Overall merit
=============
Accept
Paper summary
=============
This paper focuses on the equi-join operator. Three classes of algorithms are considered, namely loops-based, hash-based, and sort-based methods. The hash-based and sort-based methods use a divide-and-conquer approach to divide each input relation into parts that can then be joined. For the hash-based methods, a hash-partitioning approach is used. For the sort-based methods, input runs on each relation is created then all the runs are merged.
Hash-based methods are more memory-efficient requiring sqrt(|R|) pages to join the relations in two passes, whereas the sort-based methods need sqrt(|S|) pages, where R and S are the two relations being joined, |R| is the number of pages in R and |R| < |S|.
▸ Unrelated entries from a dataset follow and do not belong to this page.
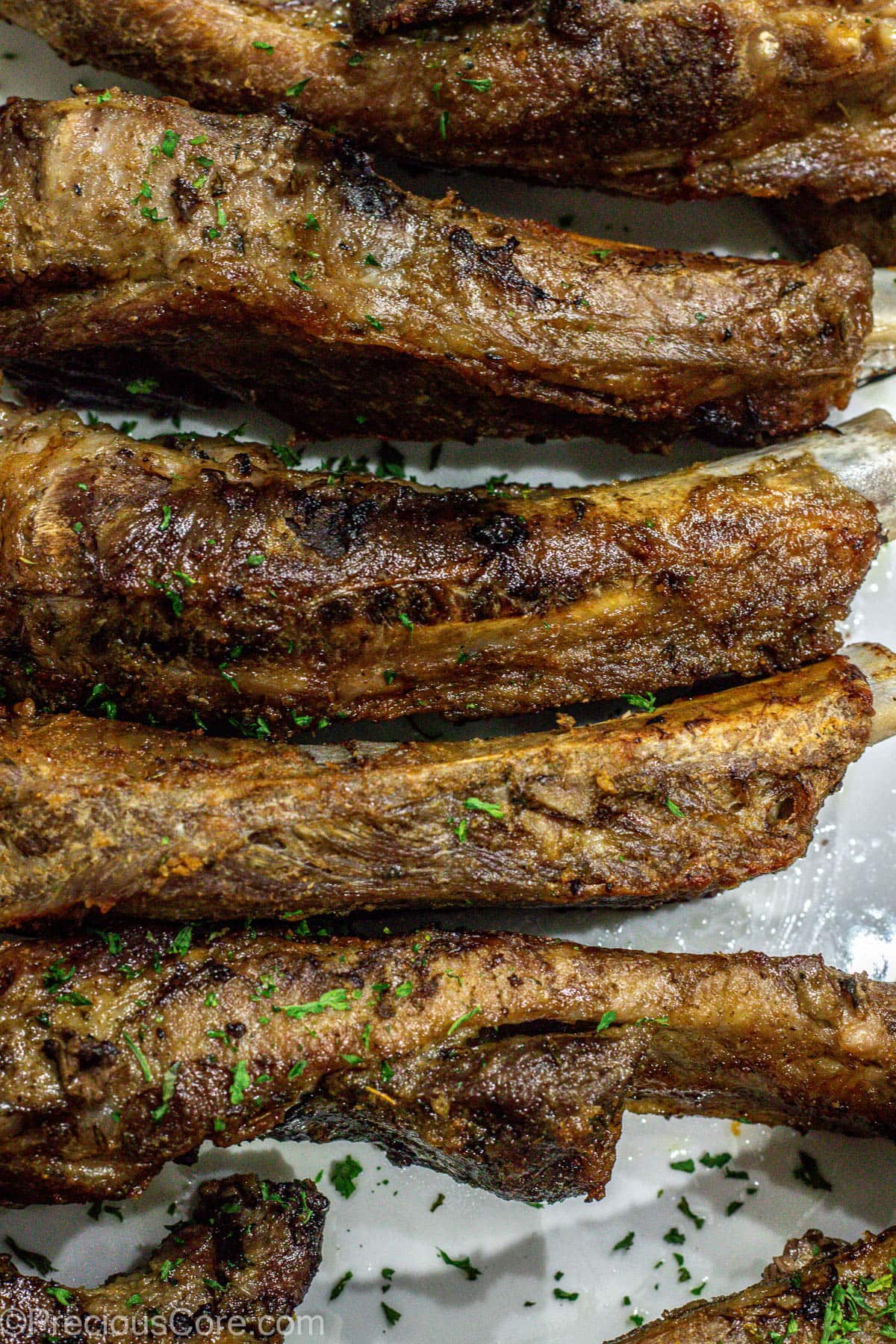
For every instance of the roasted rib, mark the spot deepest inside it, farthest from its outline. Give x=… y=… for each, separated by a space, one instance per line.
x=659 y=806
x=501 y=1060
x=818 y=1292
x=242 y=1263
x=657 y=99
x=148 y=250
x=206 y=578
x=869 y=225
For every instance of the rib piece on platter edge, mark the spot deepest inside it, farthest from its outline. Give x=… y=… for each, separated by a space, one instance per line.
x=501 y=1060
x=664 y=806
x=247 y=1256
x=152 y=250
x=649 y=99
x=817 y=1290
x=208 y=579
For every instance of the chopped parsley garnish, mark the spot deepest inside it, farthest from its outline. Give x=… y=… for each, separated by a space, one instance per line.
x=339 y=1287
x=647 y=703
x=336 y=999
x=460 y=1021
x=343 y=1175
x=491 y=809
x=139 y=1055
x=34 y=1260
x=240 y=1082
x=809 y=1174
x=168 y=1086
x=464 y=1265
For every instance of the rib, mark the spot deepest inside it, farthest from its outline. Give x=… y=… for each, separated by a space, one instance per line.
x=662 y=99
x=199 y=577
x=820 y=1289
x=659 y=806
x=242 y=1263
x=503 y=1060
x=868 y=223
x=287 y=273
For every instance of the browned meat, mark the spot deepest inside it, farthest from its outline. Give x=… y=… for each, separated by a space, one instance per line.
x=662 y=97
x=869 y=225
x=828 y=1292
x=501 y=1060
x=147 y=246
x=242 y=1263
x=659 y=806
x=206 y=578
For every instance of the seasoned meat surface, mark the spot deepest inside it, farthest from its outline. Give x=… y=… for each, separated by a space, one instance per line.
x=662 y=97
x=503 y=1060
x=656 y=806
x=869 y=225
x=825 y=1290
x=203 y=578
x=242 y=1263
x=148 y=250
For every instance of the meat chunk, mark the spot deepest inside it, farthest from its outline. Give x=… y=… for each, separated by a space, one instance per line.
x=657 y=806
x=503 y=1060
x=203 y=578
x=309 y=285
x=829 y=1290
x=662 y=99
x=246 y=1258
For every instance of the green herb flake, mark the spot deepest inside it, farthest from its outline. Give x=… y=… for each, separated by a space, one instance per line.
x=343 y=1175
x=139 y=1055
x=339 y=1287
x=809 y=1174
x=240 y=1083
x=492 y=809
x=458 y=1021
x=33 y=1260
x=469 y=1270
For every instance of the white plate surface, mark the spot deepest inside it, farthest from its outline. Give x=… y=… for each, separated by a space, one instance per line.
x=837 y=900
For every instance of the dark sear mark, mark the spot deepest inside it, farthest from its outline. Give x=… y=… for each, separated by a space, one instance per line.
x=496 y=265
x=500 y=531
x=329 y=526
x=186 y=198
x=361 y=190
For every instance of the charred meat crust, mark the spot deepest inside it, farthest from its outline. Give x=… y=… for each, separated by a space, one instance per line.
x=659 y=806
x=664 y=97
x=868 y=225
x=428 y=1043
x=793 y=1298
x=203 y=578
x=250 y=1251
x=321 y=292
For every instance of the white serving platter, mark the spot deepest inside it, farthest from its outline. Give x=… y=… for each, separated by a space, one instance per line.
x=839 y=900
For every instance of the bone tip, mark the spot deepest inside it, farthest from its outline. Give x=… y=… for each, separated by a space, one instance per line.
x=879 y=667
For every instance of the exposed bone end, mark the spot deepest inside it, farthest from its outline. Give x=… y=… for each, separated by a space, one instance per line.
x=880 y=347
x=862 y=453
x=879 y=667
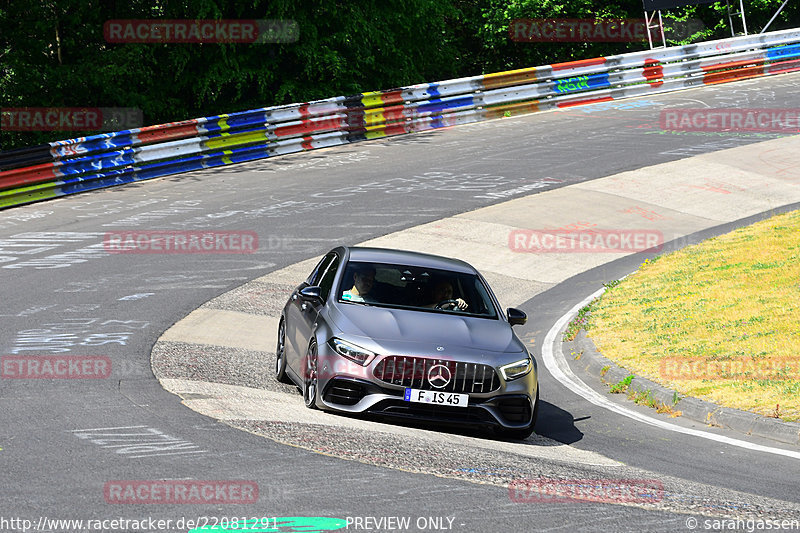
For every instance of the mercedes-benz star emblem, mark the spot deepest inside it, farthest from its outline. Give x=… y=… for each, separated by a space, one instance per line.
x=439 y=376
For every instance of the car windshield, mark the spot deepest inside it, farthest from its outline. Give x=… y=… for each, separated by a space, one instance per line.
x=417 y=288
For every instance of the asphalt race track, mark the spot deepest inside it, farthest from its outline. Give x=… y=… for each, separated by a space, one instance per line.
x=64 y=442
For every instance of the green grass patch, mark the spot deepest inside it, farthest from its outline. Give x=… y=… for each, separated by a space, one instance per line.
x=730 y=304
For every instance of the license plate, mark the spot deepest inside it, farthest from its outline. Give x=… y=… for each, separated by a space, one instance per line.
x=437 y=398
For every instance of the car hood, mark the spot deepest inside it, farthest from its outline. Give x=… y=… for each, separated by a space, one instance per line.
x=421 y=331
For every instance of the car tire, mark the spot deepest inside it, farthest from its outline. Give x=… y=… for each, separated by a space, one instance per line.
x=523 y=433
x=310 y=379
x=280 y=355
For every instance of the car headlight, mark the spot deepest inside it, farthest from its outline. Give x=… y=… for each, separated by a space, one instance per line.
x=517 y=369
x=351 y=351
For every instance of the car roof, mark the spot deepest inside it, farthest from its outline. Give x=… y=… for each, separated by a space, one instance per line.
x=406 y=257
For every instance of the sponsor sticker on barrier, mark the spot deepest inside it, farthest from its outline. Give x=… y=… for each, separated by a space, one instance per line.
x=585 y=240
x=180 y=242
x=201 y=31
x=758 y=120
x=70 y=118
x=550 y=490
x=180 y=492
x=55 y=367
x=686 y=368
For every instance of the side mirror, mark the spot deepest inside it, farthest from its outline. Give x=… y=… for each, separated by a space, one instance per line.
x=516 y=317
x=311 y=294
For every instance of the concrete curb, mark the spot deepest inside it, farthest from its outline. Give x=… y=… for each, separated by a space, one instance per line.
x=597 y=365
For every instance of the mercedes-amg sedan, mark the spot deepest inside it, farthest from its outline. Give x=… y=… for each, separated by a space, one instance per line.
x=404 y=334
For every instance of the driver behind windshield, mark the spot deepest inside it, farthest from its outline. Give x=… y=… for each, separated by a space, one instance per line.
x=363 y=281
x=442 y=296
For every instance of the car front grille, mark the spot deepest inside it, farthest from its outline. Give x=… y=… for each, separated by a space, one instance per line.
x=418 y=372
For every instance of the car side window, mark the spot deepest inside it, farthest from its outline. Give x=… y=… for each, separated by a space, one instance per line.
x=319 y=270
x=326 y=280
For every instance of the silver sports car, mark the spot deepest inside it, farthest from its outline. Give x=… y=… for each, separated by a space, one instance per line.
x=404 y=334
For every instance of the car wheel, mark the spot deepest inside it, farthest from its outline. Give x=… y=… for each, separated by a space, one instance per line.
x=525 y=432
x=310 y=377
x=280 y=355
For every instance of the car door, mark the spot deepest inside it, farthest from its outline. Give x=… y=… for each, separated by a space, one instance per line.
x=303 y=314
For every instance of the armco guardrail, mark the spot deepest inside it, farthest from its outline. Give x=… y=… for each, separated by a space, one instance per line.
x=87 y=163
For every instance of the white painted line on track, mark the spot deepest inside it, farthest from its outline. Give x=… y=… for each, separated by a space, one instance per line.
x=556 y=363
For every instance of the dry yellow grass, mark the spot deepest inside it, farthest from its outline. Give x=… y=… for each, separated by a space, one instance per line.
x=718 y=321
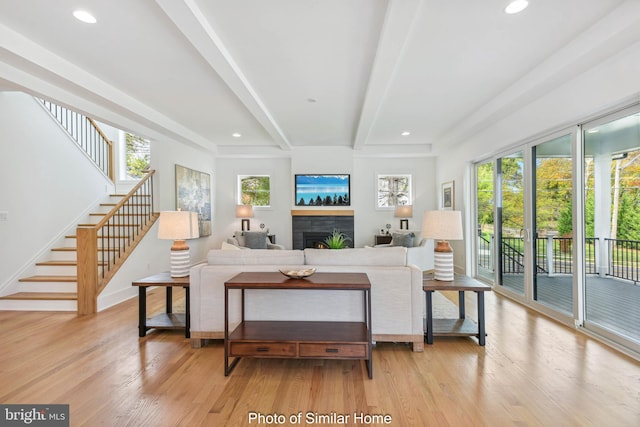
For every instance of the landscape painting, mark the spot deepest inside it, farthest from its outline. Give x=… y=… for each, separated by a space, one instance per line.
x=323 y=190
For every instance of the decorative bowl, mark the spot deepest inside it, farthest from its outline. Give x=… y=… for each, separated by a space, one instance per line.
x=298 y=274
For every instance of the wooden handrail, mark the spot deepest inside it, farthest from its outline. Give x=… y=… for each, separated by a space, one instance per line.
x=118 y=233
x=92 y=141
x=125 y=199
x=111 y=168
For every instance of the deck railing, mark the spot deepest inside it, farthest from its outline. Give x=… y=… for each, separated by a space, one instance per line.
x=624 y=259
x=86 y=133
x=103 y=247
x=623 y=256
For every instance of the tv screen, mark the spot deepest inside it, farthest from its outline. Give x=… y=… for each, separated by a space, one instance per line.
x=323 y=190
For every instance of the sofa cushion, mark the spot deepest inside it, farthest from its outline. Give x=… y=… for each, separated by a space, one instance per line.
x=402 y=239
x=255 y=257
x=357 y=256
x=255 y=239
x=229 y=247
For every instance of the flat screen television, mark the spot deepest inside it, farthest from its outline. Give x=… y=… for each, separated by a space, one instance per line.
x=323 y=190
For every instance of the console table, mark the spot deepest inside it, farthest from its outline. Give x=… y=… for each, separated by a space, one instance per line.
x=460 y=326
x=168 y=319
x=298 y=339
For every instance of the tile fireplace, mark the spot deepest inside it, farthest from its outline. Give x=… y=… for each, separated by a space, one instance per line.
x=310 y=228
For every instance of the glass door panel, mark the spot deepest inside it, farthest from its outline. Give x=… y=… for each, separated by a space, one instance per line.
x=485 y=221
x=510 y=222
x=612 y=225
x=553 y=224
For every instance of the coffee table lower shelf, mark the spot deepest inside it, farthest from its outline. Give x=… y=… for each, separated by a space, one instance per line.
x=454 y=328
x=299 y=339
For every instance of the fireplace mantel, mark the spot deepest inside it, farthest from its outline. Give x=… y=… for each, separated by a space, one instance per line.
x=322 y=212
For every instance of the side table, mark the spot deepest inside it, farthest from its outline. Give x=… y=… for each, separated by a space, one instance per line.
x=168 y=319
x=460 y=326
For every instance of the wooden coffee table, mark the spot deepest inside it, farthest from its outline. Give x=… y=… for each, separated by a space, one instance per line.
x=298 y=339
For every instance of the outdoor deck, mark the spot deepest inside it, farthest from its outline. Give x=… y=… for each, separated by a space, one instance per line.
x=610 y=303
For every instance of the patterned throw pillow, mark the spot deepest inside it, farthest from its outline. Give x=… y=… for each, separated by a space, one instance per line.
x=255 y=239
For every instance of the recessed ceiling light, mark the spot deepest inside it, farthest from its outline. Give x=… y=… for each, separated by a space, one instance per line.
x=516 y=6
x=84 y=16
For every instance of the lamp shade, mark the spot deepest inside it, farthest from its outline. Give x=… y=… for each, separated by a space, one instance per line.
x=442 y=225
x=178 y=225
x=404 y=211
x=244 y=211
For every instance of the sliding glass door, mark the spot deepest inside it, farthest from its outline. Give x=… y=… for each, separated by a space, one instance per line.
x=612 y=225
x=558 y=225
x=553 y=224
x=485 y=248
x=510 y=224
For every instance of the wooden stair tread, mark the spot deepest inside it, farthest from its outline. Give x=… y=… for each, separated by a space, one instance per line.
x=49 y=279
x=122 y=214
x=63 y=263
x=129 y=204
x=50 y=296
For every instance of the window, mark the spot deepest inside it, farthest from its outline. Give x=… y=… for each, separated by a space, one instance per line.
x=254 y=190
x=394 y=190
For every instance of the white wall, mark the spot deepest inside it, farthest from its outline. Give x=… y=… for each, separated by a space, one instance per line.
x=371 y=219
x=46 y=185
x=610 y=85
x=49 y=186
x=152 y=255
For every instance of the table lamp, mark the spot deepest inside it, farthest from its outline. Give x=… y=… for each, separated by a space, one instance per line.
x=179 y=226
x=404 y=212
x=245 y=212
x=442 y=226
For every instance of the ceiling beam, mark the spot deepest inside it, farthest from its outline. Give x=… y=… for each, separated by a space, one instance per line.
x=191 y=21
x=399 y=21
x=43 y=73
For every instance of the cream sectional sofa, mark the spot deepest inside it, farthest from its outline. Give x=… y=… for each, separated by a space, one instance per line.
x=396 y=292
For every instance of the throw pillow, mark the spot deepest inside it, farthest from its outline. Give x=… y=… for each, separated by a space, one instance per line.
x=255 y=239
x=239 y=238
x=402 y=239
x=229 y=247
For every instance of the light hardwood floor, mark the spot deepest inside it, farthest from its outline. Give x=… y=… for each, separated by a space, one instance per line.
x=532 y=372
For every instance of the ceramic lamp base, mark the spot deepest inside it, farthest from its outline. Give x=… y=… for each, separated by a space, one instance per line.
x=443 y=266
x=180 y=263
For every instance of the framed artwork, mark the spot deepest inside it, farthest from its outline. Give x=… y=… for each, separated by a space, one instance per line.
x=393 y=190
x=193 y=193
x=323 y=190
x=448 y=196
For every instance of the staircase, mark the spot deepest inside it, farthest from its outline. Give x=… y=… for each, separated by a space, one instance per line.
x=76 y=272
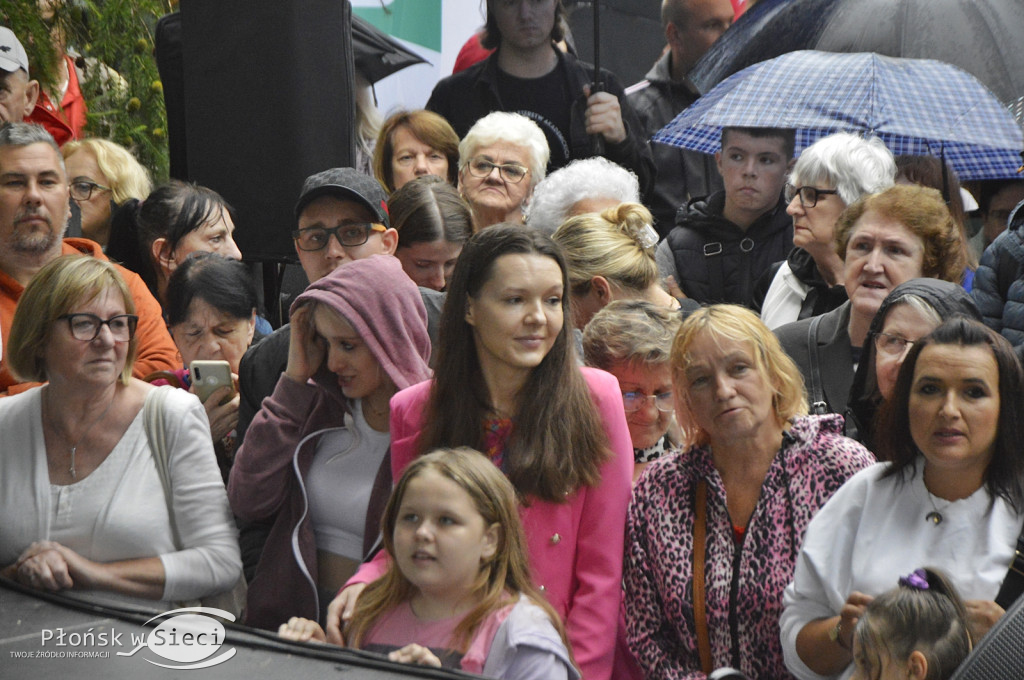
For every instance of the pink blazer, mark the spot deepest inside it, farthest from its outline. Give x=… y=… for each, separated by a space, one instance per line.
x=576 y=548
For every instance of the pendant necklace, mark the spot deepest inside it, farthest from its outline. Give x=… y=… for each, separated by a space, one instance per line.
x=935 y=516
x=74 y=448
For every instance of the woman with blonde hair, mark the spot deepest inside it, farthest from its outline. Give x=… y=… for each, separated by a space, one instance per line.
x=102 y=175
x=631 y=339
x=610 y=256
x=715 y=528
x=88 y=507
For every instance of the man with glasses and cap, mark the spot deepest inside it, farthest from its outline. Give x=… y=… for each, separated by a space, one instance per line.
x=34 y=213
x=341 y=216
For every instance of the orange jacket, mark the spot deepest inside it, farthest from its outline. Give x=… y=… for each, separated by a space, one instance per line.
x=156 y=349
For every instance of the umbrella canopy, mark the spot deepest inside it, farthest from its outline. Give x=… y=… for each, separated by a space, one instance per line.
x=916 y=107
x=982 y=37
x=378 y=54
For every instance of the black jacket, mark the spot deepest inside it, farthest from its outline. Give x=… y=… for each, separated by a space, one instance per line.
x=469 y=95
x=717 y=261
x=682 y=174
x=820 y=298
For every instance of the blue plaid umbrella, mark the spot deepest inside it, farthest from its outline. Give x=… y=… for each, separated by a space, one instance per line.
x=918 y=107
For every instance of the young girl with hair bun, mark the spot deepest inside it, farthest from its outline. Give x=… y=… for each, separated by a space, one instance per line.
x=918 y=630
x=458 y=591
x=610 y=256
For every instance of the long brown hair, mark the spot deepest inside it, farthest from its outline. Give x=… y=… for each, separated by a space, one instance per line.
x=559 y=443
x=502 y=579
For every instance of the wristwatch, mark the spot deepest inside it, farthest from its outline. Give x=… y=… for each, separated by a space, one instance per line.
x=836 y=634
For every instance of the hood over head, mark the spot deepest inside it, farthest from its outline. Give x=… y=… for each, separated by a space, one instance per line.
x=384 y=306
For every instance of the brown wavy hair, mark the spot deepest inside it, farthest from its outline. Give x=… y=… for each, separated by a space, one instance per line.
x=923 y=212
x=426 y=126
x=502 y=579
x=563 y=443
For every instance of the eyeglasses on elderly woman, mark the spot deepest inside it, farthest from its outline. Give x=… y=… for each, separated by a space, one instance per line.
x=808 y=195
x=86 y=327
x=511 y=172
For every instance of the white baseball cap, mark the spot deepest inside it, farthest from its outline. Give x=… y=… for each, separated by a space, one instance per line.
x=12 y=54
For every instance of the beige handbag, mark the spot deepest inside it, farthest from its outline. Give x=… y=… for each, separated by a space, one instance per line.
x=232 y=600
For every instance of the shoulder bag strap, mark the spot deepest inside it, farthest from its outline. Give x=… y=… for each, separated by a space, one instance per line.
x=815 y=394
x=1013 y=585
x=699 y=546
x=156 y=433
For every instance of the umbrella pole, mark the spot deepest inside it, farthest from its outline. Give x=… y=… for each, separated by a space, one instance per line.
x=596 y=140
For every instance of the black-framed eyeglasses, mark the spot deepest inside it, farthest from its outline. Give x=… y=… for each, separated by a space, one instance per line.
x=808 y=195
x=510 y=172
x=634 y=400
x=86 y=327
x=892 y=345
x=82 y=189
x=348 y=235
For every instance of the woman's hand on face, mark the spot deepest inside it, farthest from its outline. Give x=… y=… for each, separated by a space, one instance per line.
x=305 y=349
x=340 y=611
x=981 y=615
x=223 y=417
x=301 y=630
x=414 y=653
x=43 y=566
x=851 y=612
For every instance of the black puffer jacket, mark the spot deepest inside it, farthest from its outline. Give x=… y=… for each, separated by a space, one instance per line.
x=717 y=261
x=998 y=283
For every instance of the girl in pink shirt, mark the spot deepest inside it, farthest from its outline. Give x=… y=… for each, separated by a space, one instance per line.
x=458 y=591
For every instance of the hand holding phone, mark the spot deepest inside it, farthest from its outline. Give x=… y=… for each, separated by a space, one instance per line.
x=209 y=376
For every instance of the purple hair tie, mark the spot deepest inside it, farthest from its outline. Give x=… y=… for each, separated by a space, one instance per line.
x=916 y=580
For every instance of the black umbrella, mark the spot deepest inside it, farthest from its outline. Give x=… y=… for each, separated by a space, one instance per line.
x=378 y=54
x=983 y=37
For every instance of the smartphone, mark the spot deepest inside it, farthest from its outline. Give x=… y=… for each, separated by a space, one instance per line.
x=209 y=376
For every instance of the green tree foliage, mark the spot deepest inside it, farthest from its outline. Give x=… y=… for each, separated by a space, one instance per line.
x=113 y=44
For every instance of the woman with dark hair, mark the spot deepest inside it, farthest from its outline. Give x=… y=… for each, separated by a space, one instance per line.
x=912 y=310
x=153 y=237
x=884 y=239
x=211 y=312
x=433 y=223
x=928 y=171
x=951 y=496
x=413 y=143
x=507 y=384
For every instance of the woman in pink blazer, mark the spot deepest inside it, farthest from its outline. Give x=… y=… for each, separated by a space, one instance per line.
x=507 y=384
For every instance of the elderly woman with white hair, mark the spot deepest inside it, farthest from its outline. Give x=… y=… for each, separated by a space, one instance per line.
x=582 y=186
x=501 y=160
x=829 y=174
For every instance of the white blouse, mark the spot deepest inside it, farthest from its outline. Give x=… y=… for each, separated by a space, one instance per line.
x=120 y=511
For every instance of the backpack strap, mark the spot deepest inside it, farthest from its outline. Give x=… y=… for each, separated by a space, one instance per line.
x=815 y=393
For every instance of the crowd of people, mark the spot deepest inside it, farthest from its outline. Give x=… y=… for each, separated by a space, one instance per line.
x=546 y=408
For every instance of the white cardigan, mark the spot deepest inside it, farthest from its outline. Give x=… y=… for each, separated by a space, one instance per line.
x=875 y=530
x=120 y=510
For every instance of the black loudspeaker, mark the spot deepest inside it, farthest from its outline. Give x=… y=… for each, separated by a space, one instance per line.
x=267 y=100
x=1000 y=653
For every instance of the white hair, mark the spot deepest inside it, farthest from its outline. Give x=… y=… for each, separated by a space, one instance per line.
x=515 y=129
x=588 y=178
x=853 y=165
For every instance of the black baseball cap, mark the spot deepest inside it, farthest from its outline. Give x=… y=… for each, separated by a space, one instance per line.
x=347 y=184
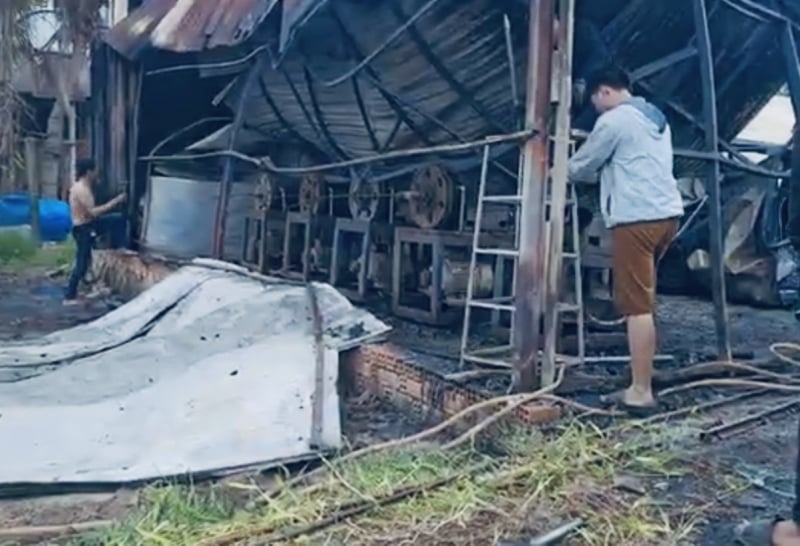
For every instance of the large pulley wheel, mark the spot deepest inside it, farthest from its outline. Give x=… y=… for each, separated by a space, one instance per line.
x=312 y=194
x=432 y=197
x=365 y=199
x=264 y=193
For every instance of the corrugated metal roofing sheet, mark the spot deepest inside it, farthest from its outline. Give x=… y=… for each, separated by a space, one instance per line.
x=467 y=38
x=208 y=371
x=188 y=25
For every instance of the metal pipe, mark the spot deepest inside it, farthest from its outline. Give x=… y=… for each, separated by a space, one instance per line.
x=528 y=301
x=462 y=208
x=218 y=243
x=789 y=46
x=705 y=54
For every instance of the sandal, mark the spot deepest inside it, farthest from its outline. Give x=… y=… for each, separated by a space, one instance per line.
x=758 y=533
x=617 y=399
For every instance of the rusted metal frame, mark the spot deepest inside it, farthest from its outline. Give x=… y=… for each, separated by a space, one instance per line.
x=280 y=117
x=793 y=225
x=461 y=90
x=362 y=108
x=793 y=78
x=663 y=63
x=558 y=195
x=443 y=126
x=792 y=66
x=390 y=100
x=748 y=52
x=302 y=105
x=528 y=300
x=706 y=56
x=323 y=125
x=137 y=84
x=218 y=243
x=685 y=114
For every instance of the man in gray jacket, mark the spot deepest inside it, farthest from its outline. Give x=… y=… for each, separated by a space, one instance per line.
x=631 y=149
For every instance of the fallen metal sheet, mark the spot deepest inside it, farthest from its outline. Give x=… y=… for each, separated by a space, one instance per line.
x=224 y=379
x=115 y=328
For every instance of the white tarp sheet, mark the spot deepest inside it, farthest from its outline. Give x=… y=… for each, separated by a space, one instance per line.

Three flavors of the hash-based methods are discussed: simple, grace, and hybrid hash. Join optimization methods are noted, including a technique that creates a bit-filter or a projection of the join columns on one relation, and uses this information to filter tuples on the other relation before consideration. Thus, tuples that don't join can be eliminated early on, improving the overall join performance.
Hash-based methods have to deal with partition overflow, and a key methods is to repartition large partitions.
Comments and questions
======================
C1. There is discussion of virtual memory management, but perhaps some of that is not relevant with modern operating systems.
C2. The evaluation component of this paper is largely analytical, which is likely the norm for papers at that time. It would be good to conduct an evaluation of various join algorithms in modern settings where servers have multi-processor, multi-cores, large memories, and flash storage.
Q1. For sort-merge join, each run has a length of 2 * |M|. Could you please explain where the factor of 2 comes from?